GSTR 9 and 9C late fees are applicable when returns are filed after the due date:
GSTR-9 Late Fees
- Rs 200 per day of delay (Rs 100 under CGST + Rs 100 under SGST)
- Maximum late fee capped at 0.25% of the turnover in the state/union territory
- For nil returns or where no tax is payable, a nominal fee of Rs 100 under CGST and Rs 100 under SGST applies
GSTR-9C Late Fees
- Rs 200 per day of delay until the return is filed
- No separate provision for capping the late fee for GSTR-9C
- The late fee continues to accumulate until the form is submitted.
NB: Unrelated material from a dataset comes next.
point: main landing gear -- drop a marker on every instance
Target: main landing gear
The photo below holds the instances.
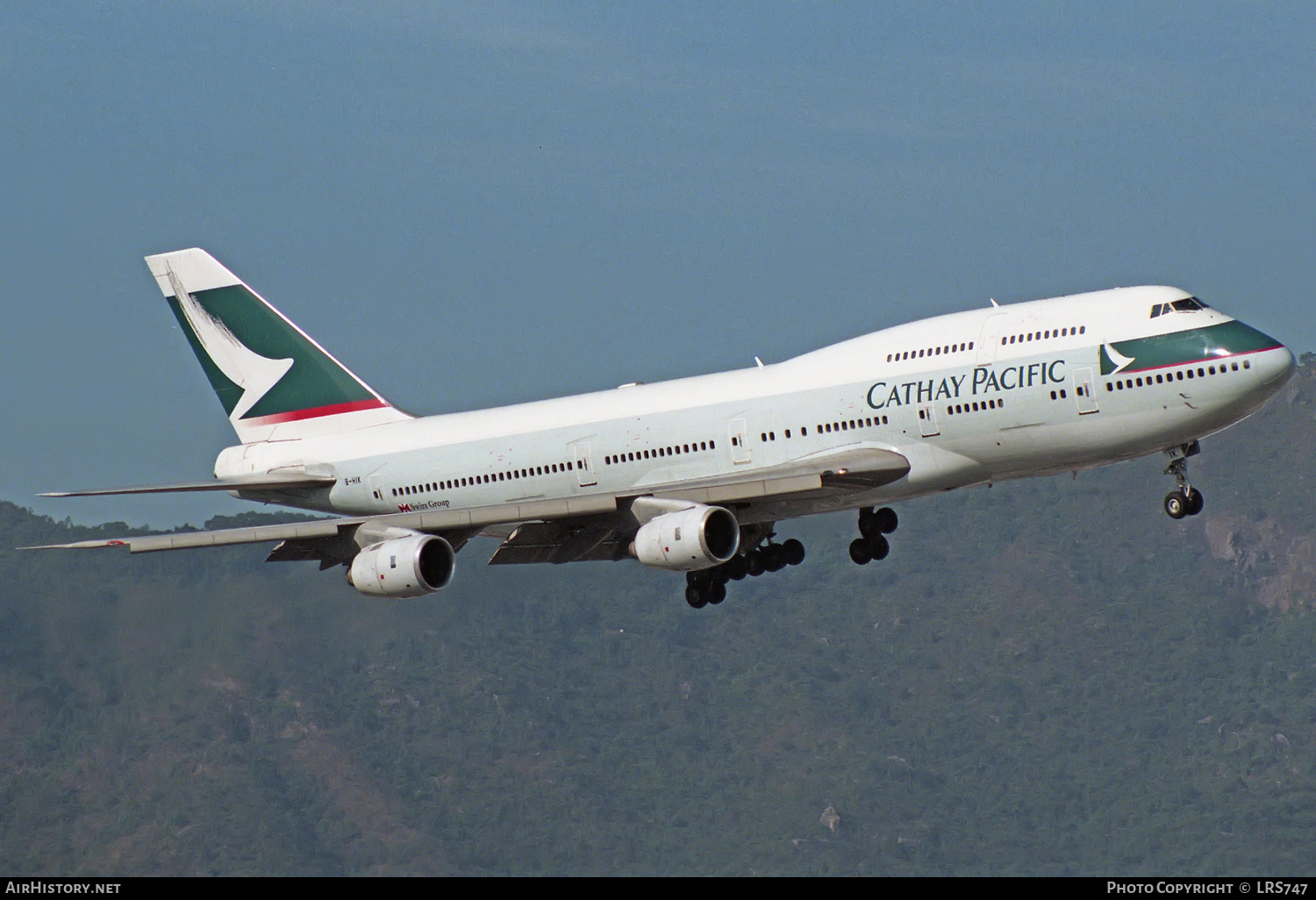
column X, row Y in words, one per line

Difference Between GSTR 9 and 9C
For a quick preview, let’s understand the difference between GSTR-9 and 9C:
| Aspect | GSTR-9 | GSTR-9C |
| Nature | Annual Return | Reconciliation Statement |
| Filed by | Taxpayer | Certified by CA/CMA |
| Applicability | All registered taxpayers | Turnover > Rs 5 crores |
| Purpose | Consolidate annual transactions | Reconcile with the financial statements |
| Sections | Multiple sections covering supplies, ITC, and tax paid | Fewer sections focusing on reconciliation |
| Dependency | Independent filing | Must accompany GSTR-9 |
| Verification | Self-certified | Professional certification required |
Essential Checklist Before Filing GSTR 9 and 9C
You need to ensure compliance before the pre-filing of GSTR 9 and 9C:
Monthly/Quarterly Return Verification
- Ensure all GSTR-1 (outward supplies) returns are filed accurately and on time.
- Complete GSTR-3B (summary return) filings with proper tax liability calculations.
- Cross-verify data consistency between GSTR-1 and GSTR-3B to avoid mismatches.
Input Tax Credit Management
- Complete all pending input tax credit (ITC) claims before filing annual returns.
- Verify ITC eligibility against purchase invoices and ensure proper documentation.
- Address any blocked or restricted credits that may impact your final liability.
Tax Payment Reconciliation
- Resolve any inconsistencies between the tax calculated and the tax paid.
- Clear pending dues or excess payments through proper adjustment mechanisms.
- Maintain accurate cash ledger balances to avoid payment-related complications.
How to File GSTR-9 and GSTR-9C?
Filing GSTR-9 and 9C can be performed via the GST portal:
- Log in to the GST portal and go to Returns → Annual Return.
- Select the relevant financial year and review auto-populated data from GSTR-1 and GSTR-3B.
- Verify details, make necessary disclosures, pay any pending tax, and submit GSTR-9 using DSC or EVC.
- Reconcile GSTR-9 with audited financial statements for GSTR-9C.
- Get GSTR-9C certified by a CA or CMA and upload it along with audited statements on the GST portal using DSC.
Pro Tips
- Maintain proper records: Your invoices and vouchers are your first line of defense in any GST audit.
- Regular reconciliation: Monthly reconciliation saves you from year-end panic and costly surprises.
- System integration: Reliable accounting software doesn’t just generate reports – it protects your business reputation.
- Professional assistance: GSTR-9C is complex enough to justify expert help – don’t let pride cost you compliance.
Ready to transform your GST compliance from a burden into a competitive advantage? Contact RegisterKaro for a free consultation and let our expert optimize your tax process.
Frequently Asked Questions
All registered taxpayers under GST, excluding composition dealers, Input Service Distributors (ISDs), non-resident taxable persons, and casual taxable persons, must file GSTR-9 annually.